De retour à ma voiture, je fais le tour de l’usine pour quelques prises de vues de l’extérieur, depuis la route et me gare juste après la grande grille de l’entrée principale. Je sors mon appareil pour regarder ce que j’ai saisi, et sirote un petit café. Une autre voiture se gare. Son conducteur passe à côté de moi et me regarde, méfiant. Il sort des clés de sa poche … et ouvre la grille de l’usine. J’ai du être aperçu lorsque j’étais dans la partie exposée. Je file et finirai mon café sur un parking de la nationale qui me reconduit chez moi. Sur le chemin du retour, je repense à la finesse et à la précision de ces machines.

L’histoire du lieu

Sans révéler trop d’indices, l’activité de cette merveilleuse usine débute dans la première moitié du XIXè siècle. A l’époque, la production bonnetière n’est pas totalement centralisée, mais éclatée dans les villages autour su site principal : la quasi totalité du tissage se fait à domicile, avec du financement ou des prêts de machines. Dans l’usine « mère » sont concentrées les fonctions administratives et de gestion de l’activité, ainsi que les ateliers mécaniques.

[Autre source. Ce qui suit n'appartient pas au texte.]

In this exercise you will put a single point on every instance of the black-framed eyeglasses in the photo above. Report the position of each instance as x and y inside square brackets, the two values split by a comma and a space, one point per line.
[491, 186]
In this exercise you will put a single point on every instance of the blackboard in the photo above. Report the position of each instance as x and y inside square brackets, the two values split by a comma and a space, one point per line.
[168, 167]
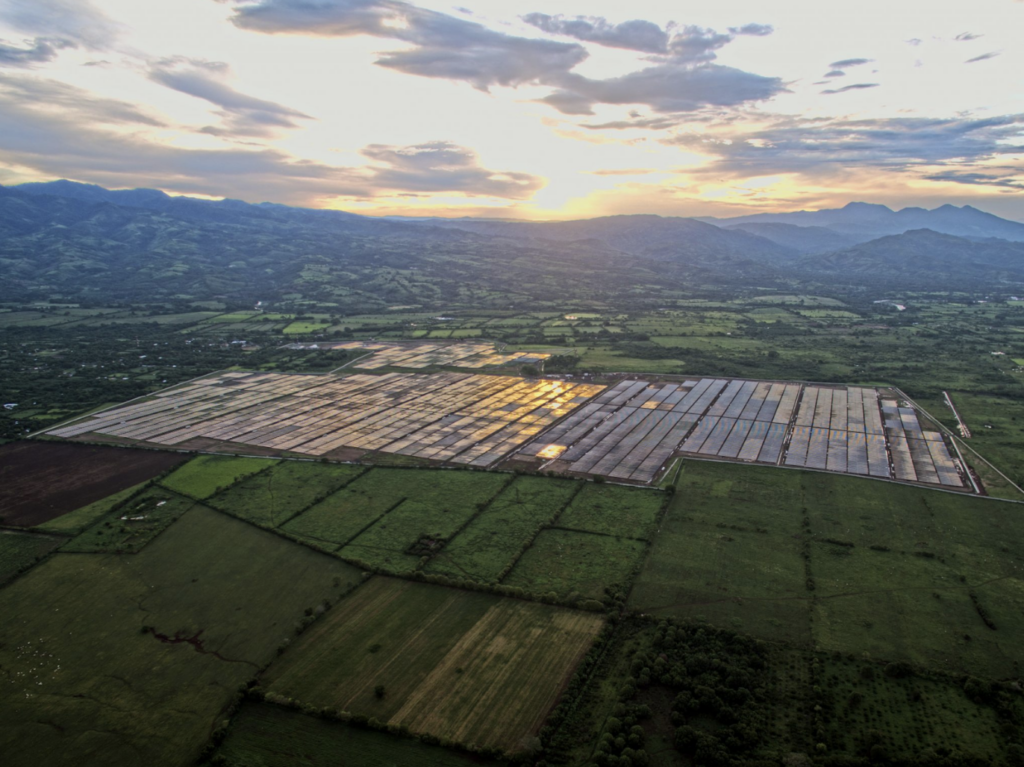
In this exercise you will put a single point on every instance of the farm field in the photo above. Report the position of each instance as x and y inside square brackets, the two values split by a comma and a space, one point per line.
[443, 658]
[276, 494]
[219, 596]
[861, 711]
[613, 510]
[842, 564]
[460, 417]
[39, 481]
[206, 475]
[271, 736]
[434, 509]
[20, 550]
[76, 521]
[568, 561]
[494, 539]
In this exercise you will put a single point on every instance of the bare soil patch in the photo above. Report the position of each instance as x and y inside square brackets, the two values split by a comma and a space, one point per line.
[40, 481]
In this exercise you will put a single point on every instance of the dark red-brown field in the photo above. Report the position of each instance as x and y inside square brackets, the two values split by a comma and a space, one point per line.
[42, 480]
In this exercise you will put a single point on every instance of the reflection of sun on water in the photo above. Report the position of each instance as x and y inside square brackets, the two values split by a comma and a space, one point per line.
[552, 451]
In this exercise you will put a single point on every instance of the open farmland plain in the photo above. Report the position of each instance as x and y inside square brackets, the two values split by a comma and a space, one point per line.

Peu avant la Première Guerre Mondiale, seul 1/3 des 1000 employés travaillent sur le site de l’usine. Des voitures font régulièrement la navette vers ces petits ateliers disséminés autour du centre névralgique : ils apportent les matières premières, et récupèrent la production. Les contremaîtres s’assurent également du niveau de qualité de cette production réputée (mondialement) et de la bonne tenue des ateliers.

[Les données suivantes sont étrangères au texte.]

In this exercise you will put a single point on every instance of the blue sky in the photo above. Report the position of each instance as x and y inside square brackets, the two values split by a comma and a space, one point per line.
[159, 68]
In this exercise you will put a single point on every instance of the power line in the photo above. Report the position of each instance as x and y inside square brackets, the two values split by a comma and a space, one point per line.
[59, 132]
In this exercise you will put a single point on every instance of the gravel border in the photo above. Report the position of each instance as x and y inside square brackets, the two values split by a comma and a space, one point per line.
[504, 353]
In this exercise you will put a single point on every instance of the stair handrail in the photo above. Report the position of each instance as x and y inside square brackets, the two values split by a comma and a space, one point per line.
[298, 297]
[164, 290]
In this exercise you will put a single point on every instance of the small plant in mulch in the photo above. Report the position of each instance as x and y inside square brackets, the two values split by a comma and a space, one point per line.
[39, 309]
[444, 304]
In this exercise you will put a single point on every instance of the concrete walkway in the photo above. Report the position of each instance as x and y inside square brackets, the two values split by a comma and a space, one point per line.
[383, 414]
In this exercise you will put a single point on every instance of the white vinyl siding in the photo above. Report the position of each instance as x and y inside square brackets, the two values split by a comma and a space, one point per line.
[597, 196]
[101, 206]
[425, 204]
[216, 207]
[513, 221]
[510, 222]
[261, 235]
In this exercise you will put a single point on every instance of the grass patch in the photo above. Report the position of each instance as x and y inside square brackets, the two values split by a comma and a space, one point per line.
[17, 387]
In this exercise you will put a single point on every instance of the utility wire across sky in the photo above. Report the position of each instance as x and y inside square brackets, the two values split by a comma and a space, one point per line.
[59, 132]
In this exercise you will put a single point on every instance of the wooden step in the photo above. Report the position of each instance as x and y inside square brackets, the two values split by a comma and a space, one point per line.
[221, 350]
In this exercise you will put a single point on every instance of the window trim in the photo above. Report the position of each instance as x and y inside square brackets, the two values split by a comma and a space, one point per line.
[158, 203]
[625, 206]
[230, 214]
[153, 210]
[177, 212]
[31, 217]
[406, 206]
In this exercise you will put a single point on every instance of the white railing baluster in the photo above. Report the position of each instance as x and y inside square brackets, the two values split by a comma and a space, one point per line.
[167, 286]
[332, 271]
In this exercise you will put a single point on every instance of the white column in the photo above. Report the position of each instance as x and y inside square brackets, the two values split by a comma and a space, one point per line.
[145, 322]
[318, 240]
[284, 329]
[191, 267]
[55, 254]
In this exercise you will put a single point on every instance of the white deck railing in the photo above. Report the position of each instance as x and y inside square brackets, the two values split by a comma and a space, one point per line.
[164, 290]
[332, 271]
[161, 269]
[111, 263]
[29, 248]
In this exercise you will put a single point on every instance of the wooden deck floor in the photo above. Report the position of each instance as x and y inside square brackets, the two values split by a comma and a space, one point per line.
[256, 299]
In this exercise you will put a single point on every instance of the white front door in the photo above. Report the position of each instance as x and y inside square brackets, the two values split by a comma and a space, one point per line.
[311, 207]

Le village d’implantation est fortement marqué par le rayonnement local de l’usine. Le directeur, en bon paternaliste social comme l’époque en connaissait, construira logements individuels et collectifs, et facilitera l’installation de commerces de proximité (boucherie, boulangerie, …) en offrant des conditions avantageuses à ces artisans. La santé est également prise en charge par l’industriel qui installe dentiste, infirmières et médecin dans les locaux de l’usine. Caisses de Prévoyance et de Retraite viennent compléter le tout. Les loisirs sont également pris en charge par l’entreprise : stade, salle des fêtes et cinéma. La Commune bénéficiera aussi d’aménagements techniques et patrimoniaux (église, école, …) financés par la famille d’industriels. Certains services réservés aux employés dans un premier temps, seront ensuite ouverts à tous les habitants : garderie, pompiers, eaux usées …

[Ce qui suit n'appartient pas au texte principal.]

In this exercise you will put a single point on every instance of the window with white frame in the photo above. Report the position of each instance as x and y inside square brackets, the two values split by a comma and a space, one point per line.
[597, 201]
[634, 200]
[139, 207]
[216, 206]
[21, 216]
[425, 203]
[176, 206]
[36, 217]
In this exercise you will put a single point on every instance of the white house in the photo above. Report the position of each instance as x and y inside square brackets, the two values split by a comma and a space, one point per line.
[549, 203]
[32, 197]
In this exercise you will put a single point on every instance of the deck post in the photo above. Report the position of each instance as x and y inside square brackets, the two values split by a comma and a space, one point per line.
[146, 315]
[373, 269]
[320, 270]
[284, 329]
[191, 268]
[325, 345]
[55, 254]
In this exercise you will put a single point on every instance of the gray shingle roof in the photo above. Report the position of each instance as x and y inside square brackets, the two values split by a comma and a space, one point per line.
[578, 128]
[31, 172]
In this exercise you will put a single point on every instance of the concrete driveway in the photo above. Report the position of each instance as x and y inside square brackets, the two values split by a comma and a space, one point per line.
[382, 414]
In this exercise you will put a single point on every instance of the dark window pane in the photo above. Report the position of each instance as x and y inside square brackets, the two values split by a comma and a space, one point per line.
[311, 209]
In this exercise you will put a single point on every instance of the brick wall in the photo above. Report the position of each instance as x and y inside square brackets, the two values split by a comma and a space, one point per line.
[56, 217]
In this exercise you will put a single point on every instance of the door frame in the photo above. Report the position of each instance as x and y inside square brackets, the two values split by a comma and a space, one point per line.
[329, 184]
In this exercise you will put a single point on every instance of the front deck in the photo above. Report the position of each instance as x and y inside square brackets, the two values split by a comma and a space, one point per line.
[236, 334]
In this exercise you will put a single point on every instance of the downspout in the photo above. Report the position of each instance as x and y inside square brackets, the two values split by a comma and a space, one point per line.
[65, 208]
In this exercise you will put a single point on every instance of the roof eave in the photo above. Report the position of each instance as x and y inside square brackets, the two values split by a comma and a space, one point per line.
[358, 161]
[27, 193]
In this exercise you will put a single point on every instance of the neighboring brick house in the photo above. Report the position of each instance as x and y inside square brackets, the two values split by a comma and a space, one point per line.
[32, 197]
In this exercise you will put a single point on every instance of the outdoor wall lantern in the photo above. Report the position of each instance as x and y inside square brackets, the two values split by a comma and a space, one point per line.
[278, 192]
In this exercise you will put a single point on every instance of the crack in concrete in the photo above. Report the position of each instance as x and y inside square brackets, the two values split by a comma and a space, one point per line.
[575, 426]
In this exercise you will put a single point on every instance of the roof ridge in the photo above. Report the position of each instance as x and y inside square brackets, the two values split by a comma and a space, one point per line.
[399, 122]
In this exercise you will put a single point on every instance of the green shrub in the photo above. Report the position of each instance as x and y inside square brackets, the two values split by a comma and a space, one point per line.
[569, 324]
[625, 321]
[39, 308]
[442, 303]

La crise du textile des années 1980 marquera le début du déclin de cette belle aventure qui emploiera jusqu’à 1700 salariés. Les usines satellites ferment, le réseau des ateliers familiaux ne survivra pas après 1999, à l’aube du nouveau millénaire. L’entreprise se voit contrainte de céder à la Commune une partie de son patrimoine immobilier, et, se verra finalement placée en redressement judiciaire au début des années 2000. Cédée à un groupe haut de gamme, la production sera finalement délocalisée quelques années plus tard, les dernières heures de l’usine ont sonné. Elle fermera définitivement ses portes en 2011, licenciant la cinquante de salariés restant.